There are a lot of things wrong with urban planning, but the total lack of respect for basic property rights is the most awful. That goes hand in hand with the insufferable condescension that planners demonstrate in their assumptions that people don’t know how to use their own property, and that it takes a panel of “experts” to build places in which other people want to live. In almost every case, the places most people want to live — the suburbs — are exactly the types of places the planners hate. But still they pretend to know what is good for us.
Thank God for the planners who can help the county achieve this:
[I]t’s the only way to create a fresh start, to build something new that is big enough and great enough and unique enough to draw people there, like people go to the Loop or the Central West End now.
I can assure you that urban planners had little to nothing to do with the successes of the West End (where I used to live) or the Loop (where I hang out a lot now, as a U. City resident). Entrepreneurs and residents, not government planners, built those places into what they are today. (Although one can commend the local governments in both places for allowing entrepreneurship to work, rather than getting in the way.)
One planner from L.A. is excited about the potential:
“We need to be brave,” he said. “We need to be bold. We need to have a sense of urgency.”
Unfortunately, I am pretty sure we will also need taxpayer dollars as incentives for the planners to create their “livable space.” I can pretty much guarantee that if the county trusts the urban planners too much and leaves too little room for the risks and rewards of the free market to operate, anything they do for Jamestown Mall will fail even more than it is failing now.





I want to briefly differentiate between urban planners with their “visions” and belief in government nobility and the types of planners who approve zoning changes, come up with much more reasonable long-term plans for a community, etc.
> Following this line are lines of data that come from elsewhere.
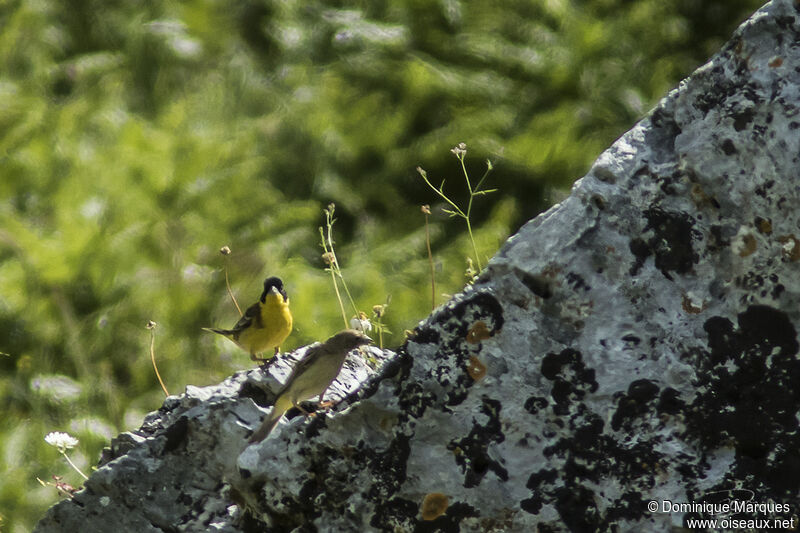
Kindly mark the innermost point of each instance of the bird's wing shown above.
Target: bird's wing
(253, 313)
(310, 356)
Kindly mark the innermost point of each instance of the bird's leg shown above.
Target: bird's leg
(263, 361)
(325, 405)
(301, 409)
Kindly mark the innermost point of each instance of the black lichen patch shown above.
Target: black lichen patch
(669, 402)
(728, 147)
(670, 243)
(749, 399)
(176, 434)
(577, 282)
(388, 468)
(742, 119)
(538, 285)
(534, 404)
(570, 376)
(637, 402)
(586, 458)
(472, 452)
(413, 401)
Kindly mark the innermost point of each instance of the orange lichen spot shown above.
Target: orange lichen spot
(790, 247)
(434, 505)
(764, 225)
(475, 368)
(478, 332)
(692, 304)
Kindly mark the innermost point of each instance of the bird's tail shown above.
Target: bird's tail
(224, 332)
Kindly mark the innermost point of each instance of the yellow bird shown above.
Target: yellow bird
(311, 377)
(265, 324)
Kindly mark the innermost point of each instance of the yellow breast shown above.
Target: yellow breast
(270, 328)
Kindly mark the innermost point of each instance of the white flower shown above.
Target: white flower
(361, 323)
(62, 441)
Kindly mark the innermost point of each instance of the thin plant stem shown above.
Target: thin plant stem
(330, 257)
(427, 210)
(230, 292)
(460, 152)
(152, 327)
(78, 470)
(330, 254)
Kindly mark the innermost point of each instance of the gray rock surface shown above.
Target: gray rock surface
(636, 343)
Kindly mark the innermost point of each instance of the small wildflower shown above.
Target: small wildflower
(329, 258)
(62, 441)
(361, 323)
(460, 150)
(470, 273)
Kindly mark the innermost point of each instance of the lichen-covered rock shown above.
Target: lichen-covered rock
(635, 344)
(171, 474)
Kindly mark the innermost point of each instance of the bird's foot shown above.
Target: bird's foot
(326, 405)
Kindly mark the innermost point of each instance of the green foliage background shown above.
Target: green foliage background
(136, 138)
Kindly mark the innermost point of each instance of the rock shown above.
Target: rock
(635, 344)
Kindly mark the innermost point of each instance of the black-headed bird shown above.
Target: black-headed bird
(311, 377)
(265, 324)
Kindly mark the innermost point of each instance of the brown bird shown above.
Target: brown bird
(311, 377)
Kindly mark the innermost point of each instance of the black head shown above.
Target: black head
(269, 283)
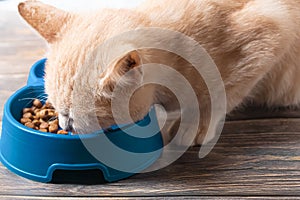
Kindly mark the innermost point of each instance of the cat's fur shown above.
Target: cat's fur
(254, 43)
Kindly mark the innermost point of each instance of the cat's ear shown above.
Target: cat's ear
(47, 20)
(129, 61)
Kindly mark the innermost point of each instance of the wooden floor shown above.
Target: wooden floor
(257, 156)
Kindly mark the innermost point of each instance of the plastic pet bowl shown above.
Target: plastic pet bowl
(116, 153)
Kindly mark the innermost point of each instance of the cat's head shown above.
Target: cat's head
(76, 82)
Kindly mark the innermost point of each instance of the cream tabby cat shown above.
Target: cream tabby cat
(254, 43)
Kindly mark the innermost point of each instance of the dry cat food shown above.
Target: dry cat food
(41, 117)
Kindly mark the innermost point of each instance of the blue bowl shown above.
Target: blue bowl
(118, 153)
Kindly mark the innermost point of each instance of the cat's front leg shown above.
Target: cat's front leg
(188, 133)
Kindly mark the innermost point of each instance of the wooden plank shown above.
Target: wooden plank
(149, 198)
(264, 164)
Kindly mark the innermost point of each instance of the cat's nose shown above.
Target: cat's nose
(69, 125)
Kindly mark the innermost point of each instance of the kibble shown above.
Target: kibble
(41, 117)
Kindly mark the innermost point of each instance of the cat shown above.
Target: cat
(255, 45)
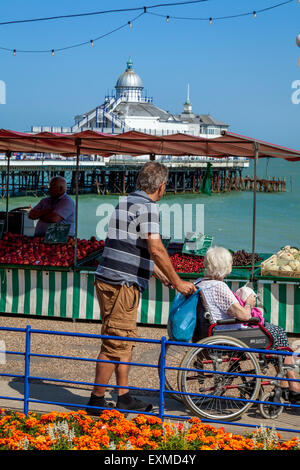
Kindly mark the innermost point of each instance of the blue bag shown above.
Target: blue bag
(183, 317)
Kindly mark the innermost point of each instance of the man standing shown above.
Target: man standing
(58, 208)
(133, 251)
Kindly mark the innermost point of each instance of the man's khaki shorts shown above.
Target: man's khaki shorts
(118, 309)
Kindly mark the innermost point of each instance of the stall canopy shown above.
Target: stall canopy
(136, 143)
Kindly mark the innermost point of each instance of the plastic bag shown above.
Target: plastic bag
(183, 317)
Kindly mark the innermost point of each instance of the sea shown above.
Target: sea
(227, 217)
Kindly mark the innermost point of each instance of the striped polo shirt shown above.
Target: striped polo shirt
(126, 259)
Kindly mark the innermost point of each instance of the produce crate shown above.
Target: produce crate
(205, 243)
(276, 272)
(263, 257)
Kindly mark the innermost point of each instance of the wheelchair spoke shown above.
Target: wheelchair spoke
(219, 376)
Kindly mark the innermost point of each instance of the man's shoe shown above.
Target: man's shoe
(97, 401)
(127, 402)
(294, 397)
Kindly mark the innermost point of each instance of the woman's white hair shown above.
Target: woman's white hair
(217, 262)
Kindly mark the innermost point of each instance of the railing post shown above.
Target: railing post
(161, 408)
(27, 369)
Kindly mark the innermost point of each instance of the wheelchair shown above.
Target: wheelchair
(217, 383)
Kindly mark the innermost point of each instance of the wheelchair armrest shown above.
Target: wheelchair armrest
(230, 321)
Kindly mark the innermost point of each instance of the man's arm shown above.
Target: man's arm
(160, 275)
(162, 260)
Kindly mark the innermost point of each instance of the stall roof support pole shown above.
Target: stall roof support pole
(8, 155)
(256, 152)
(78, 142)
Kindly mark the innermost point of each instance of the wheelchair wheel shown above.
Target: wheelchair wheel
(270, 411)
(221, 396)
(174, 357)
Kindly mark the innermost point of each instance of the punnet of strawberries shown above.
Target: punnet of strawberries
(187, 263)
(24, 250)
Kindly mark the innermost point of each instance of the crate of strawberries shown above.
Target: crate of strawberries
(21, 250)
(187, 264)
(242, 259)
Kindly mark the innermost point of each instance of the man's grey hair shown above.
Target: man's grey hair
(217, 262)
(151, 176)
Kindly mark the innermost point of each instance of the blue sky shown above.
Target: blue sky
(239, 70)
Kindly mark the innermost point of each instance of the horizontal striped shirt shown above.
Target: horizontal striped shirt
(126, 258)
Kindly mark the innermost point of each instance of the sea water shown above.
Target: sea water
(228, 217)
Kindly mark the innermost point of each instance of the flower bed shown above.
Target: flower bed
(78, 431)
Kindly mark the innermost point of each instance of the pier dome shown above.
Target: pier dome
(129, 85)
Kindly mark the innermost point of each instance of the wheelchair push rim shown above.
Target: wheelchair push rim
(213, 387)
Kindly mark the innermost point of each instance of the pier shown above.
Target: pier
(117, 176)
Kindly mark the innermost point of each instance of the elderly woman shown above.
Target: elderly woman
(223, 304)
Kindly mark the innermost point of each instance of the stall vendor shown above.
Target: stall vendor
(57, 208)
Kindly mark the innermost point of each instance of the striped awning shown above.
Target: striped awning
(137, 143)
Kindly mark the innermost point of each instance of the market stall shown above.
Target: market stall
(50, 288)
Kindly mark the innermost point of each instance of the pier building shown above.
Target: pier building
(130, 109)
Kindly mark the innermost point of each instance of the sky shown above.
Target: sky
(241, 70)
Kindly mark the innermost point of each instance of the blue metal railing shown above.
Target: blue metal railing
(162, 367)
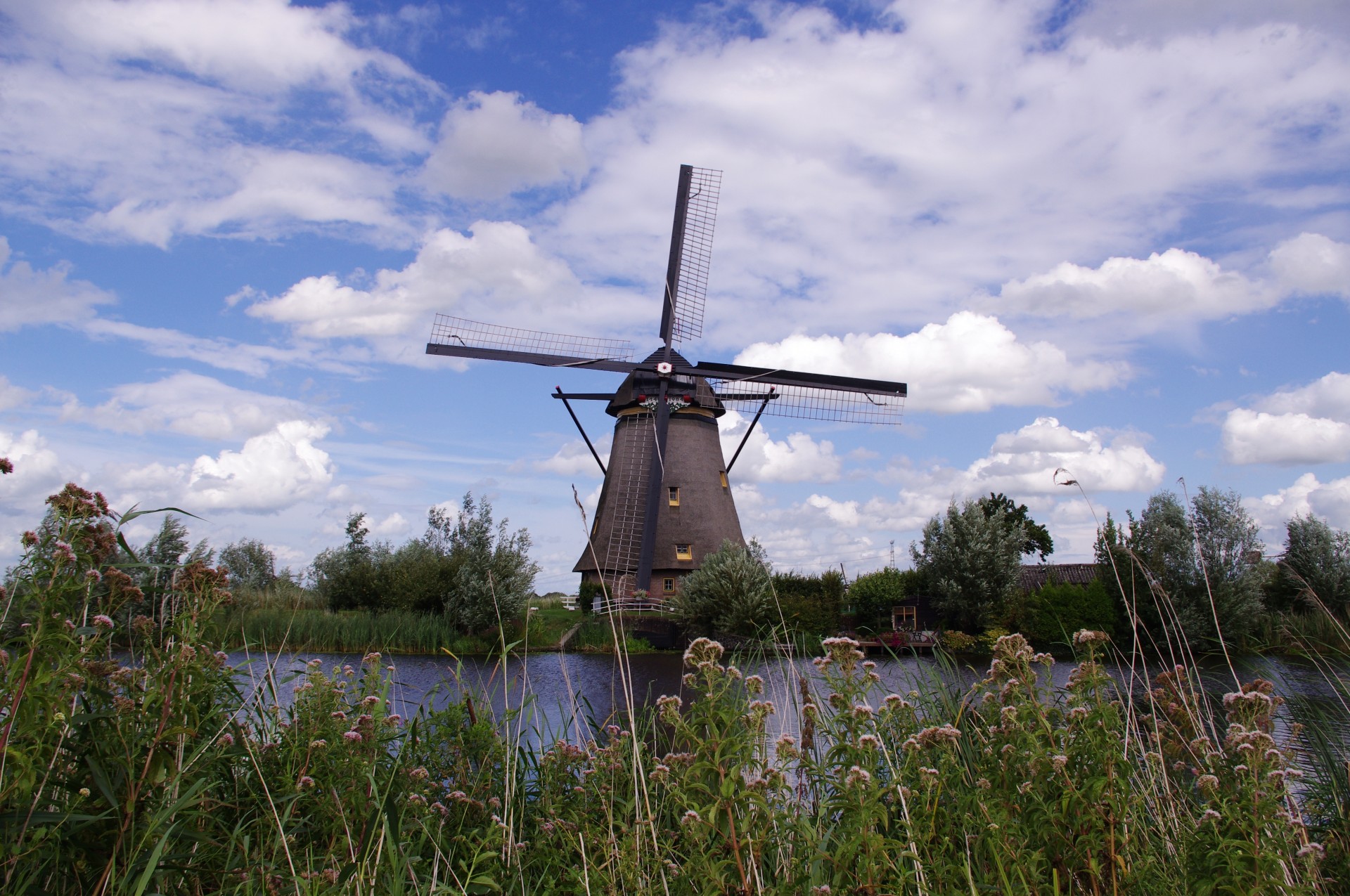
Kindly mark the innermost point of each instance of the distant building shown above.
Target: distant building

I know many of the latter from my days with county government, and if this project involved them more I would have much more faith in it. I am probably doing a poor job of explaining the differences, but it is one of those things you just know when you see.
Comment by David Stokes — September 28, 2009 @ 3:44 p.m.
Aren’t entrepreneurs and private citizens urban planners? I get your point, but I don’t know why you would knock professionals because they have experience.
Policy makers at all levels make decisions based on expert opinion. Having a well defined plan is a good start to getting somewhere people want to go. And don’t doubt for a minute that the community had a say in what was developed in the past. There’s always someone willing to shout and mix it up.
Comment by JW — September 29, 2009 @ 9:11 a.m.
Very fair points, JW. Thanks for adding to the discussion.
Comment by David Stokes — September 29, 2009 @ 11:16 a.m.